他把手电筒塞过去,花生的车已经被土埋了,眼下宁远洲只能跑回去。
车子重新上路,花生替大胖捂着出血口,虚弱道:“秦教授,快点,他失血太多了!”
秦臻也急,人一着急就容易出事。
接连的几个右转弯后,车灯远远照向前方,空档的大马路上,一片叶子都没有。
可一闭眼的功夫,路中央忽然多出来一抹人影,眼看就要撞上了,秦臻猛地一个急刹车,花生的脑袋在座椅上撞得闷响。
“秦教授,怎么了?”
“我刚才看到路中央站着一个人!”
“不可能,我明明什么都没看到!”
秦臻被他的话吓出来一身冷汗,但医院还是得去,只能咬着牙,将精神高度集中。
后半段路程很顺利,从404国道出来后,大家都松了口气。
二十分钟后,四人在医院报到,办完入院手续后,秦臻坐在楼梯间的台阶上,给宁远洲打电话报平安。
听筒里,对方的声音异常疲惫。
“我到医院了,人没事,你那边有进展吗?”
“嗯,那就好,辛苦了,我这有个坏消息,长夜难明找不到人了,你暂时先别回来。”
“好,我明天白天再过去。”
“行,先这样,我这边还有别的事......”
挂掉电话,已经深夜十一点过,花生的头撞破了,缝了针,大胖严重一些,需要休养,牛仔服男的右小腿断了,现在打了石膏,吊在病床上。

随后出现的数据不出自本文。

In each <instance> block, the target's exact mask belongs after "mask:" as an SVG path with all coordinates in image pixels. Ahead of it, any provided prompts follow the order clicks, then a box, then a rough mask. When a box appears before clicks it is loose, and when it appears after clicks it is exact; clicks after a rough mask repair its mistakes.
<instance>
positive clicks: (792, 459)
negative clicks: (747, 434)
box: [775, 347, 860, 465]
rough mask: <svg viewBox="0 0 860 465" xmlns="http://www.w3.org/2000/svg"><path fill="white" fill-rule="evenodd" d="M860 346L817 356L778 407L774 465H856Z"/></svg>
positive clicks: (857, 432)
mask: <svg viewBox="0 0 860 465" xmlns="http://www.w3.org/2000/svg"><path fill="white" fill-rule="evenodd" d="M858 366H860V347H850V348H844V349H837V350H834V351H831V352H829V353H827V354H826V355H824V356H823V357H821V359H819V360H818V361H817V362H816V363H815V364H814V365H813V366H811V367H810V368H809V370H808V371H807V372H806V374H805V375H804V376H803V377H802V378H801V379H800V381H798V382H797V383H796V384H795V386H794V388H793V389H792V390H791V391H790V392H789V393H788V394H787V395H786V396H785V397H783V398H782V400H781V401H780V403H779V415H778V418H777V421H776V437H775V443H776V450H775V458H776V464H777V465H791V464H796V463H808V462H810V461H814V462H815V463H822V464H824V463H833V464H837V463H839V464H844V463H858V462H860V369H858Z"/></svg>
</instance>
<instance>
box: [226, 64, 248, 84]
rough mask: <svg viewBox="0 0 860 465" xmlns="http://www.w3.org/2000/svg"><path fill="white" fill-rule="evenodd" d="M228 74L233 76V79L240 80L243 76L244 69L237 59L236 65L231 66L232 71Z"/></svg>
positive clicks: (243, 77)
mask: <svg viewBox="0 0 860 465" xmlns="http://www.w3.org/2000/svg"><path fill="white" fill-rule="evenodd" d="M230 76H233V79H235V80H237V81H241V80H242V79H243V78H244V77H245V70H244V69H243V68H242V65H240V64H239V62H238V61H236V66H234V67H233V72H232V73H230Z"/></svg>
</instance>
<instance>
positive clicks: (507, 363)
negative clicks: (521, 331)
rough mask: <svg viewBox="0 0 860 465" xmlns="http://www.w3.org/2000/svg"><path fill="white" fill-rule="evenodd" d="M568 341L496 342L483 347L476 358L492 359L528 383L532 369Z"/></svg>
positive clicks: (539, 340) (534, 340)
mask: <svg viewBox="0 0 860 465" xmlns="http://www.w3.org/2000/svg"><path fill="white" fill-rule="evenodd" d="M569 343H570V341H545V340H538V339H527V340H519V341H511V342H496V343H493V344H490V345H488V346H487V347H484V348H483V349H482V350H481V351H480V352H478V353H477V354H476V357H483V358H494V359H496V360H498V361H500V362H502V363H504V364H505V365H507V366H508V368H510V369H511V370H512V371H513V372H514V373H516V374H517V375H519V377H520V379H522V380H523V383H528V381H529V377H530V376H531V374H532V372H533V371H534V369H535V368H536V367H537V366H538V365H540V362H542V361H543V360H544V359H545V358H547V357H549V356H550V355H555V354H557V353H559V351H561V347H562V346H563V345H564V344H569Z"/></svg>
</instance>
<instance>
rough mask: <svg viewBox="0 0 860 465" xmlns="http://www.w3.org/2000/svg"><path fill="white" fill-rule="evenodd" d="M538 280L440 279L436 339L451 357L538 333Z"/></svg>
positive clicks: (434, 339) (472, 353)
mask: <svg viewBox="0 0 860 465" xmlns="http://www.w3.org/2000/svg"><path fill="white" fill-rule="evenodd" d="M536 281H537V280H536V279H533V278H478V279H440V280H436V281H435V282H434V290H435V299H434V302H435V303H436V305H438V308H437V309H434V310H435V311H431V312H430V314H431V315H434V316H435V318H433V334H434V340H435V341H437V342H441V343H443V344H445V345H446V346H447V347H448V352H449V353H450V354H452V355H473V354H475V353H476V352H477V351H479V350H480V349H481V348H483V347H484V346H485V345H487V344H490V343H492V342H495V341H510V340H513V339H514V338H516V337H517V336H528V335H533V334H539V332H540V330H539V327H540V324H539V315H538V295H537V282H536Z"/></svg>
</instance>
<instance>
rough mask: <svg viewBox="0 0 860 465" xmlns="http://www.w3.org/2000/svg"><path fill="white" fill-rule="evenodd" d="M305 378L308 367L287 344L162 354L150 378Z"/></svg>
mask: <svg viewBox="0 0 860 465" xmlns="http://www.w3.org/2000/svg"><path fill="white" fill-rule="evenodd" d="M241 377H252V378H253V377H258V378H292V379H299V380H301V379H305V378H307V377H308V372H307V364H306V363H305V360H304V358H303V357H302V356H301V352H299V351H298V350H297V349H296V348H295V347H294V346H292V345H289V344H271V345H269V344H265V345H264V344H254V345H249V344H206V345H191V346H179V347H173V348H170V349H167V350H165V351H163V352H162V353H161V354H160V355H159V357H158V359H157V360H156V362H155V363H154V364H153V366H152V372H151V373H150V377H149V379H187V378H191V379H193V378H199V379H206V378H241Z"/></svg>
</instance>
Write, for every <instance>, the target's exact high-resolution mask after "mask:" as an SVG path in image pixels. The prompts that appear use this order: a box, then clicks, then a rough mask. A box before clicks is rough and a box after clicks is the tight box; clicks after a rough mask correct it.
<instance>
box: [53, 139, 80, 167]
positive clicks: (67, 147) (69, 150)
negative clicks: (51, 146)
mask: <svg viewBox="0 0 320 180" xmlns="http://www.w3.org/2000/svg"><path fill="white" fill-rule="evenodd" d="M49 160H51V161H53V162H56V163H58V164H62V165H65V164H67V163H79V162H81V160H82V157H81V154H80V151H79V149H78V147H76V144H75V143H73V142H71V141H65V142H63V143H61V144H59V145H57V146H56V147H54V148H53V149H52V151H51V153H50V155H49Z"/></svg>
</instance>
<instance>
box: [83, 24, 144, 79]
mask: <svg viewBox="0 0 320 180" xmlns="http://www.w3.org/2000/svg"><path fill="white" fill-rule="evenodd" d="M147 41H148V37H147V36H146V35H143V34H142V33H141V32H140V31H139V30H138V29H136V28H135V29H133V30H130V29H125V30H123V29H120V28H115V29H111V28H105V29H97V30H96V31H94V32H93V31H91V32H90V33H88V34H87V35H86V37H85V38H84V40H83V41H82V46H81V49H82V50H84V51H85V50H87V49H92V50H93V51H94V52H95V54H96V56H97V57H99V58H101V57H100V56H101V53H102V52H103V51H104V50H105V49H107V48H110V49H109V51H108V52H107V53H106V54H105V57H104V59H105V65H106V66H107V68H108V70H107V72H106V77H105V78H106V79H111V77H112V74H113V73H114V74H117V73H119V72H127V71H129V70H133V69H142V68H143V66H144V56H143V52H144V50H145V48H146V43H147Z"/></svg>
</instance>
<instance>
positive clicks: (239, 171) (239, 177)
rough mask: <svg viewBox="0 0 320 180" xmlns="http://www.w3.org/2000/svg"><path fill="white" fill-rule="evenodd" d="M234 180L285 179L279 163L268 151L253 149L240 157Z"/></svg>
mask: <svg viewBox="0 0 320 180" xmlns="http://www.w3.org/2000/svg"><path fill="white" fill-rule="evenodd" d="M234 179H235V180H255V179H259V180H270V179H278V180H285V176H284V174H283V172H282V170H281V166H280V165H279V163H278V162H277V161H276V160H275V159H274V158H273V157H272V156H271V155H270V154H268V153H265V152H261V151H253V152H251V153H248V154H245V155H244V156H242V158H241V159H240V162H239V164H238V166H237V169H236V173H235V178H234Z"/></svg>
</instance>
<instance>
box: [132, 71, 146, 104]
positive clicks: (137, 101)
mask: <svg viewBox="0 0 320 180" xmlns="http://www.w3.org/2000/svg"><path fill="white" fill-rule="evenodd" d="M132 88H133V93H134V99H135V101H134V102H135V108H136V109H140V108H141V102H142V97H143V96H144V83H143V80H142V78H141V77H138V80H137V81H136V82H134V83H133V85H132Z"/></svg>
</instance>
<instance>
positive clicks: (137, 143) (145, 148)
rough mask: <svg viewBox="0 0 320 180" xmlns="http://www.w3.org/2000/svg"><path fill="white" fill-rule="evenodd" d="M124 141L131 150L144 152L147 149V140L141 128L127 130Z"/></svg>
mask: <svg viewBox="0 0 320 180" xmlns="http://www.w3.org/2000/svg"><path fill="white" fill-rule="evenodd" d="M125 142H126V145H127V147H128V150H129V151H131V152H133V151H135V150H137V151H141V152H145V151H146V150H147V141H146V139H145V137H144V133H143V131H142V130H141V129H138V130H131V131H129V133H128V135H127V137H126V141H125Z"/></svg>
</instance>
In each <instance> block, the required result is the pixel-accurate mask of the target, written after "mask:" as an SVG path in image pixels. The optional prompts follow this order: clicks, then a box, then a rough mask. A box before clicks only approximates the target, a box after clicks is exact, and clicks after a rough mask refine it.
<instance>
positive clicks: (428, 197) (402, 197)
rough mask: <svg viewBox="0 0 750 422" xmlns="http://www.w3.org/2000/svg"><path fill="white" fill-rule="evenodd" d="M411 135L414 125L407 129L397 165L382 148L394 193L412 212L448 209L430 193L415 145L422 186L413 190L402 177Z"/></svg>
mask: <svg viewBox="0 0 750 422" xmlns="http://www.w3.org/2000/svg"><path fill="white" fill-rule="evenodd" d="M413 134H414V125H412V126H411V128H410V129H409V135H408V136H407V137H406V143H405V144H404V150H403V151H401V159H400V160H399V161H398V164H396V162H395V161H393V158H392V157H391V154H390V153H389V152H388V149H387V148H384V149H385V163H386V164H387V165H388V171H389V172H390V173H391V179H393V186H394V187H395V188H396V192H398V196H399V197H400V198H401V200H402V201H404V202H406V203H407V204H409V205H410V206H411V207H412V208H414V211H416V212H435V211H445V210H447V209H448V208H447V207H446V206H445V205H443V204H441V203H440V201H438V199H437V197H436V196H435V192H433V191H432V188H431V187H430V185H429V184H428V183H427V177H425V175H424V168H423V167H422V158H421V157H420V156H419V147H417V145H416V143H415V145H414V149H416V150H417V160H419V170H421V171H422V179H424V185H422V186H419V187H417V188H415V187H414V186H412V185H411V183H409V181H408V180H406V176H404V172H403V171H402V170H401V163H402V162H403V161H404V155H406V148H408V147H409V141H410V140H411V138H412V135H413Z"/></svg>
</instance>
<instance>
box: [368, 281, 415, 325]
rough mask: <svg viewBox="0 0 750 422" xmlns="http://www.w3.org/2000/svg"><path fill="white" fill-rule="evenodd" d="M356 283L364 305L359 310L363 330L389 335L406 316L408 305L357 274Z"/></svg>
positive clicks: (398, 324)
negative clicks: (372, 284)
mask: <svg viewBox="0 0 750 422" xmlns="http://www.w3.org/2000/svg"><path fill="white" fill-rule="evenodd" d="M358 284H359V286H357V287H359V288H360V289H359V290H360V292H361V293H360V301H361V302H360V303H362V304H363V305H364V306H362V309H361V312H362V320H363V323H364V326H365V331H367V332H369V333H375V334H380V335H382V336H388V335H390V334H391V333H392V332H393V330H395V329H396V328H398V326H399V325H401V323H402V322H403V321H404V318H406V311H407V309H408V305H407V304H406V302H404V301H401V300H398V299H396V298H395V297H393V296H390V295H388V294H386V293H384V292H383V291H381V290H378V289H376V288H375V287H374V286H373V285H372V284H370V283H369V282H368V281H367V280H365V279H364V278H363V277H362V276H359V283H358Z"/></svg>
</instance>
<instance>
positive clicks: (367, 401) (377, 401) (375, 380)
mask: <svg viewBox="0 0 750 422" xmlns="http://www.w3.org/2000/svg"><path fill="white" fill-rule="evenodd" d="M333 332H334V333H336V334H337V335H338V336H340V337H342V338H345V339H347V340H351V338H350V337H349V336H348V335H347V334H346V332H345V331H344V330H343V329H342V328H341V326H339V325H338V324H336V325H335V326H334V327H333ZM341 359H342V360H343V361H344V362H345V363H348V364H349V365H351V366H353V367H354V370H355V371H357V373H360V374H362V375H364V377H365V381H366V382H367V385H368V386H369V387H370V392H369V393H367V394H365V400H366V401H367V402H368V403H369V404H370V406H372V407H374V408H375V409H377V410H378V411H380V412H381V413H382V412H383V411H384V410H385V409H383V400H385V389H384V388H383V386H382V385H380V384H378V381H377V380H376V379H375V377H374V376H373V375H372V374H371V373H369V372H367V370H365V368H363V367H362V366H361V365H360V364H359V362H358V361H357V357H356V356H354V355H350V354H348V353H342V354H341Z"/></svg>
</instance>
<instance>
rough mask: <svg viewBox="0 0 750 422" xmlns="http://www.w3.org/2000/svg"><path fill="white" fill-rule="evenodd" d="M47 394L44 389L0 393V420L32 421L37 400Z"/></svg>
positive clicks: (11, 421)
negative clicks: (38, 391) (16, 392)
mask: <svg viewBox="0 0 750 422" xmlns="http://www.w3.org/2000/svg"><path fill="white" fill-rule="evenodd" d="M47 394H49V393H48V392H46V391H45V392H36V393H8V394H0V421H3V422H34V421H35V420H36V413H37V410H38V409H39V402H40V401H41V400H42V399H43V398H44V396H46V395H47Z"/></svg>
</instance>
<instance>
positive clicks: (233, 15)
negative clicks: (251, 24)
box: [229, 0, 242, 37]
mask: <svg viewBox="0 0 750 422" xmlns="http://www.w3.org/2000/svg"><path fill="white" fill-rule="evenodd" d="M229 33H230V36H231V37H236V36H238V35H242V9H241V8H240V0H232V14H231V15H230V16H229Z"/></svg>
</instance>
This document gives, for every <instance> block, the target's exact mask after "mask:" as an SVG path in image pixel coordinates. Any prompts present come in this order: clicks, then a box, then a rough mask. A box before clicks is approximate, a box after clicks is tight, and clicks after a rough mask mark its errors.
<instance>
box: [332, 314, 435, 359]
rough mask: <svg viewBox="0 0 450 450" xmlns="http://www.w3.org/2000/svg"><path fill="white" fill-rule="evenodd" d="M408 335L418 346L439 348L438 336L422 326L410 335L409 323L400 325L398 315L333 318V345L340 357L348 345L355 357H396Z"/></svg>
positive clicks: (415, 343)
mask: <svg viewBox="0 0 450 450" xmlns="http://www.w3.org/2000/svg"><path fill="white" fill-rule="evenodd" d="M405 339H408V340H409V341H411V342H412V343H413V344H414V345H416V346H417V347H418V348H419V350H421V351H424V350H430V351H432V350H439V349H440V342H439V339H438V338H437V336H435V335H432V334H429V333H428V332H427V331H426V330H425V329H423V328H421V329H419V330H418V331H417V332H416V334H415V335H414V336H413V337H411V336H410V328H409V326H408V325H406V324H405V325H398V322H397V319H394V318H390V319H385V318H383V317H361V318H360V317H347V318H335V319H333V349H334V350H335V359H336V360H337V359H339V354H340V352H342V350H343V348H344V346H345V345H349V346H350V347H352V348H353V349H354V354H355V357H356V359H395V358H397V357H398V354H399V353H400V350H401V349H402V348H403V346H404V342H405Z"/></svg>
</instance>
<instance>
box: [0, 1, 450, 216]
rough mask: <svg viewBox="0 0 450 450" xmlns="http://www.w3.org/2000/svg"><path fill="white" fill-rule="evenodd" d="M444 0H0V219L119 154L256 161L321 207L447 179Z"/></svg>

趁着他们昏睡的功夫,秦臻抱着怀里的万尸灯,准备去一个地方。
那个地方很少人知道,也是他生平第三次去。
他的手软绵绵的,可能是惊吓过度,导致拳头都握不稳,为了避免发生交通事故,他还是选择打出租。
夜晚的街头宁静而落魄,车从市中心最繁华的地方钻入一条破落的小巷。
秦臻在尽头下了车,穿过两处老胡同,再走一段,下到地下通道。
这里已经废弃了,很少有人会过来,仅有几个内行知道,里头住了一位高人。